Prince Charming Presents (something like Tropical Heatwave)

Its great moody underground trip hop like. One of his dark loungey
tracks is on the choonz & warez compilation see the phun catalog at:

http://mycal.net/ifj/

Here is a snipet from an interview:

The Prince has recently moved from L.A. to Chicago for no good reason,
he says, except for the possibility of some new adventure. He’s gone
from organizing underground punk shows in Detroit to attending film
school at New York University.
Darlington’s music is difficult to describe in a simple term. If we were
to fit him into any genre at all it would have to be filed under
“experimental” and that’s not really describing a whole lot. With a
background in Punk and Noise bands of the eighties, one wouldn’t really
expect to the Prince to be mixing bossanova samples and ambient vibes to
layers of dragging break beats and horn hits- to name only a few. Mixing
the unusual and always doing the unexpected seem to be his only
guidelines.

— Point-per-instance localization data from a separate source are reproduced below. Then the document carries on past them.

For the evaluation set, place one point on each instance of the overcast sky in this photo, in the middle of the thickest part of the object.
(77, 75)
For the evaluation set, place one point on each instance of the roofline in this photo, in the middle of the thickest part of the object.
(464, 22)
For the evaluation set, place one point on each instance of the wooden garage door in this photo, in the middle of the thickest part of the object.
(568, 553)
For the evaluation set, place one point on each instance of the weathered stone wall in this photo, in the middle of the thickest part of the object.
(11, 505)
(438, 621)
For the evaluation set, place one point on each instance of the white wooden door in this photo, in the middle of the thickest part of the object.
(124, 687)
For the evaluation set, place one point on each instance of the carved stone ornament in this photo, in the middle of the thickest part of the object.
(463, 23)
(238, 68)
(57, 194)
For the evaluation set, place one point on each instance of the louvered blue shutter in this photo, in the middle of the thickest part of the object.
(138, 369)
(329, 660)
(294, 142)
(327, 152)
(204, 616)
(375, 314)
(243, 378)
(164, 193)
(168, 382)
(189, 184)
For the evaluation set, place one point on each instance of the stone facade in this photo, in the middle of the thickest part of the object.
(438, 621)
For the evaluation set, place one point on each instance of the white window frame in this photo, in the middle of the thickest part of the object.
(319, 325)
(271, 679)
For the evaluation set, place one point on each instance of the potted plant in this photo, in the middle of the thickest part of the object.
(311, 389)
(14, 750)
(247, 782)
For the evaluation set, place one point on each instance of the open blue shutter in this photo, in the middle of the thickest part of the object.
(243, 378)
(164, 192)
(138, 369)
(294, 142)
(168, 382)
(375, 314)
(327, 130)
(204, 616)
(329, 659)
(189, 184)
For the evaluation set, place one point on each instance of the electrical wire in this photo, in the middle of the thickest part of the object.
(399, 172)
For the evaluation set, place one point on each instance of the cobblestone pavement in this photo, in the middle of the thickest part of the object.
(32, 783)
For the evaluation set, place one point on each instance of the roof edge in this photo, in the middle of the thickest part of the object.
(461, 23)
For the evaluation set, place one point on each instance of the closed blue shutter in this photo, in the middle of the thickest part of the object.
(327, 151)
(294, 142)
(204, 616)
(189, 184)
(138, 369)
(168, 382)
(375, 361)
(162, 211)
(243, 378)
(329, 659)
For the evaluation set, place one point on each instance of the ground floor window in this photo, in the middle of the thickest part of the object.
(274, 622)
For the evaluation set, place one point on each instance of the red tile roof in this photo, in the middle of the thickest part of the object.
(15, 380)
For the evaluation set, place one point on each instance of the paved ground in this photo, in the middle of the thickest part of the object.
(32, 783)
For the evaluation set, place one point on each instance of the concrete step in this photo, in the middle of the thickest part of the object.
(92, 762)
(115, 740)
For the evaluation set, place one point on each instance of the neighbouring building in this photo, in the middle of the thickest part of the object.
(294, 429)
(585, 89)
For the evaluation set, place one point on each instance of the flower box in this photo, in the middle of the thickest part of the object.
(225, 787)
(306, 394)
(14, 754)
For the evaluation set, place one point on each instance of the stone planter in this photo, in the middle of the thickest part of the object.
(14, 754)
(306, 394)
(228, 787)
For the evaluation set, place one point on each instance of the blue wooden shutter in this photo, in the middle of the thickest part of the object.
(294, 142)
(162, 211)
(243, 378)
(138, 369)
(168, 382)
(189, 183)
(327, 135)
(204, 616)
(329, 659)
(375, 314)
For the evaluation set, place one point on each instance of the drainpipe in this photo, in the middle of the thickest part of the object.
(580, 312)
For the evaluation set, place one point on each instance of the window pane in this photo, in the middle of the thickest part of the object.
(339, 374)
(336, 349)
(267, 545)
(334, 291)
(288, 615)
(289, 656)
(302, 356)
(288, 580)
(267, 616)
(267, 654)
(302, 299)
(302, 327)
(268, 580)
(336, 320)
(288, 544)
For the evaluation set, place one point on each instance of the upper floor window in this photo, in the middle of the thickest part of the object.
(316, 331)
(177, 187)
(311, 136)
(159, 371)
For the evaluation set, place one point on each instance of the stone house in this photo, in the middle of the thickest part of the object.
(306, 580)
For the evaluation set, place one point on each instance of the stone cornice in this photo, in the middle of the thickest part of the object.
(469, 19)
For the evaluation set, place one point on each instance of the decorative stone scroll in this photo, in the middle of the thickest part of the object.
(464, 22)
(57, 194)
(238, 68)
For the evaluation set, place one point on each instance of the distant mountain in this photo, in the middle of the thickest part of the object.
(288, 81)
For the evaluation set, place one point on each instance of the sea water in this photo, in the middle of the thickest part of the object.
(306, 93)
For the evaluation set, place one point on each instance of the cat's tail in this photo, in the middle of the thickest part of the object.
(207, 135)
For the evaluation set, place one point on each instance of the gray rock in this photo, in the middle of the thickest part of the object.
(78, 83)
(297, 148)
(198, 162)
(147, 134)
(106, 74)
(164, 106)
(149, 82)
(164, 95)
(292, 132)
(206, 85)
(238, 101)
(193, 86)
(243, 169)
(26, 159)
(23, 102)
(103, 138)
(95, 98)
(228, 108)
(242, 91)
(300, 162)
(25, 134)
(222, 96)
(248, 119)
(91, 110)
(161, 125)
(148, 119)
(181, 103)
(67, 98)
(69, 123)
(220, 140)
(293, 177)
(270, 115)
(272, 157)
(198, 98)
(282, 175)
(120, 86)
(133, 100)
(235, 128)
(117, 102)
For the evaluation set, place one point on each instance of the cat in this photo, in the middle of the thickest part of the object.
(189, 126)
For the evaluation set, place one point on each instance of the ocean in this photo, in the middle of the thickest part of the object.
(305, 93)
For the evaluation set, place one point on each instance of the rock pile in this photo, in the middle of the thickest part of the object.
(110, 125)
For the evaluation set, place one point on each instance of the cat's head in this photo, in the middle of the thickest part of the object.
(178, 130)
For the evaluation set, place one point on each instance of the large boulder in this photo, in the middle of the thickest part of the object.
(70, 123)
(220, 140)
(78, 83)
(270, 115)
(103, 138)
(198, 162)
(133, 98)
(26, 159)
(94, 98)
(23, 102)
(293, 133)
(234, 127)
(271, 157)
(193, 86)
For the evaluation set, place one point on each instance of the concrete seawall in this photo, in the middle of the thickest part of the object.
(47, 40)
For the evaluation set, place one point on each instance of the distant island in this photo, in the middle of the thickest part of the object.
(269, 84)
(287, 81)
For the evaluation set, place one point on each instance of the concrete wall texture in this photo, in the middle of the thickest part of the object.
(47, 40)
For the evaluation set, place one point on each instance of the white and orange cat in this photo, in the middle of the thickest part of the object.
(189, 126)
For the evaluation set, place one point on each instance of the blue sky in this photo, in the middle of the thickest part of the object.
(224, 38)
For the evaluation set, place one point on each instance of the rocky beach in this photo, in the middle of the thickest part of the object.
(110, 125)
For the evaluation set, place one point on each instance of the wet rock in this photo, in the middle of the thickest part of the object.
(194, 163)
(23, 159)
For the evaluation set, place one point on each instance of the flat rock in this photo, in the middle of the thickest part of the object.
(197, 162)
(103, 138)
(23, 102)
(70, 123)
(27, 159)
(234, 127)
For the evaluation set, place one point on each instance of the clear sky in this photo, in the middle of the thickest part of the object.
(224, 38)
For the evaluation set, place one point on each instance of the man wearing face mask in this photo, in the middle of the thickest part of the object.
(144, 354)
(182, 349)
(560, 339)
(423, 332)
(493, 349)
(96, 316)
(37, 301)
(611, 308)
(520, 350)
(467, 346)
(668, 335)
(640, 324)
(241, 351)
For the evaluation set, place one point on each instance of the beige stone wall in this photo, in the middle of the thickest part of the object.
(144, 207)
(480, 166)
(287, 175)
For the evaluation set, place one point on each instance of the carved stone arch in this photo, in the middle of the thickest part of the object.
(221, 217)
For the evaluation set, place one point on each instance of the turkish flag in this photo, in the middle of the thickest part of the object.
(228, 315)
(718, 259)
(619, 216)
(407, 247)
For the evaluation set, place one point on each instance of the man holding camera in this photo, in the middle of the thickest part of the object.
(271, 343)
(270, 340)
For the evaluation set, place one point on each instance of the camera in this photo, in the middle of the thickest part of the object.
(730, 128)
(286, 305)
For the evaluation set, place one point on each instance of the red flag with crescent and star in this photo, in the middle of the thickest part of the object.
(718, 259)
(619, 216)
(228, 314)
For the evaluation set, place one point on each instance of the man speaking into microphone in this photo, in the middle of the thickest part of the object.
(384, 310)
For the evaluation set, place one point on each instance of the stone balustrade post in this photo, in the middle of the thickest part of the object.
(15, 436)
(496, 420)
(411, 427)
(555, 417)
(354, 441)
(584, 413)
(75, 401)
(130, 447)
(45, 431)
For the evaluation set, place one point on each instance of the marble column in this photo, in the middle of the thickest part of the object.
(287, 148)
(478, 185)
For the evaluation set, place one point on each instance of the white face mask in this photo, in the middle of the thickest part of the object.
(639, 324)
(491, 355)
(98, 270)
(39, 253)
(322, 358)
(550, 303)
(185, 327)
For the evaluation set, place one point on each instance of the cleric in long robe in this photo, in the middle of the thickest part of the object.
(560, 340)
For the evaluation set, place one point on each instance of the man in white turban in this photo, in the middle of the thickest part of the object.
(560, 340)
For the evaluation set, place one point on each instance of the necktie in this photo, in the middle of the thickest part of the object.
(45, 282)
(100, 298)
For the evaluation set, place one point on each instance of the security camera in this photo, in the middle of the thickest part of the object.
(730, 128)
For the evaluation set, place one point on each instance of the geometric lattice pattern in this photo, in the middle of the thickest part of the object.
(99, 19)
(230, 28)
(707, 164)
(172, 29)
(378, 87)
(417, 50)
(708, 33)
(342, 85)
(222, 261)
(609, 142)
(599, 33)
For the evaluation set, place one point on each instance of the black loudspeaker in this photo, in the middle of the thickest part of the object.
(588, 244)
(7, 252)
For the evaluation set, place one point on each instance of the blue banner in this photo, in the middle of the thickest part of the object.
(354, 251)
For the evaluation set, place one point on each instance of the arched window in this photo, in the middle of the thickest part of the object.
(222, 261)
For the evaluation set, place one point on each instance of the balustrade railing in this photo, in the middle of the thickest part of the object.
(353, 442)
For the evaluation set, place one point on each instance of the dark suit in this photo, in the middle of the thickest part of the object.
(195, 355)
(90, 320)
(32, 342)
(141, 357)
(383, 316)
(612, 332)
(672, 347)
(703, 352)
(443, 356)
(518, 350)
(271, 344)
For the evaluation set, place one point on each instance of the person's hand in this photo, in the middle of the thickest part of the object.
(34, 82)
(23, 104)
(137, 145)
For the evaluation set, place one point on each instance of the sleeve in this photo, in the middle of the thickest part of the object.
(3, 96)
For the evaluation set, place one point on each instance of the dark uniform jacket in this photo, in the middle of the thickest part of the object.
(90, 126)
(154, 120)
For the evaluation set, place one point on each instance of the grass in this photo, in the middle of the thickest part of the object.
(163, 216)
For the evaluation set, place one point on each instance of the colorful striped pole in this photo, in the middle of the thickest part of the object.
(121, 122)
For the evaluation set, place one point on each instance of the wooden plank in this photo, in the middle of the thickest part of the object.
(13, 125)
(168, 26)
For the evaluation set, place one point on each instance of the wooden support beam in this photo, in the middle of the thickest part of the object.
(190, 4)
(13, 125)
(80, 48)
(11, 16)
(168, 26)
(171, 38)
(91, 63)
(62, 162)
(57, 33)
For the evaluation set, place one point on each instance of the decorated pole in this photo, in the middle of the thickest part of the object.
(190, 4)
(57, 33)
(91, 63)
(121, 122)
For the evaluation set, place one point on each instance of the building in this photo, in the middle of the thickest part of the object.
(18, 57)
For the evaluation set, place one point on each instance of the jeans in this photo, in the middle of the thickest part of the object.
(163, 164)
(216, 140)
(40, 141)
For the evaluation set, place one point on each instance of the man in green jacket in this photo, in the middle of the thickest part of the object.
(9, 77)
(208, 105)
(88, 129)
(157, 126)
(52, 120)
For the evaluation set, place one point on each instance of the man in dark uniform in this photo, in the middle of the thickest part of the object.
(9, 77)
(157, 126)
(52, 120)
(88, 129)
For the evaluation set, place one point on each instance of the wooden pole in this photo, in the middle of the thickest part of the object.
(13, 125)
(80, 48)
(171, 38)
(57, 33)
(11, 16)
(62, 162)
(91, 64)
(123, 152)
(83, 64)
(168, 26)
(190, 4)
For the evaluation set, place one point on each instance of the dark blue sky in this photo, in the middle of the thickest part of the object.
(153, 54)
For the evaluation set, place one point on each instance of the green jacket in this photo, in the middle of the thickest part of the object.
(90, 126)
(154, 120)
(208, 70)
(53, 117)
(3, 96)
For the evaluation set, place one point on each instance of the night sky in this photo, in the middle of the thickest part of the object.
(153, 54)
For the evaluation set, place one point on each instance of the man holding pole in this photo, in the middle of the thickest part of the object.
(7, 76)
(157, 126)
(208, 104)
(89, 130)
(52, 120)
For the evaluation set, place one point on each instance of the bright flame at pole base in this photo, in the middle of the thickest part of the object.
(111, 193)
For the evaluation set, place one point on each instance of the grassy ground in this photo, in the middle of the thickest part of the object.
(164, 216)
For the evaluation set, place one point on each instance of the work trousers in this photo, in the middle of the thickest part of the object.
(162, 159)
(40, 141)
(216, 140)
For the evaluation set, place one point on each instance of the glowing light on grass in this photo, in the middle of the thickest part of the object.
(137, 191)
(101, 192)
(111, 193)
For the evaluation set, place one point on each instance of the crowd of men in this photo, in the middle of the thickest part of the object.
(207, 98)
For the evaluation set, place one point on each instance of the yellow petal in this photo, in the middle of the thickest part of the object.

His
passion to search and explore uncovered musical territory undoubtedly
presents itself on “Psychotropical Heatwave”. The album is a
predominantly instrumental journey through years of exotic multicultural
sound snippets. Vocal samples are used more like an abstract sound
rather than a dominant or decipherable voice. Tape hiss and noise become
part of its Da Da sensibility. Textures go from rough and raw off beat
loops to beautiful piano and exotic flutes. Mood and tempo are
consistently mellow and at times get close to that Portishead/Spy hop
vibe. Yet at all times retaining it’s own distinctive originality. Beats
are
anything but typical ranging from a Brazilian feel to loops of
fragmented, twisted and the most tortured break beat samples I’ve ever
come across. As Post-Modern techniques of appropriation saturate
contemporary electronic music, Charming avoids taking the easy road with
tested and approved ass-shaking grooves, but treads new ground through
the use of distortion and disguise challenging the listener.   “A New
Kind of Royalty” SEMI-GLOSS NYC review in spring 97 issue (c) Rick D.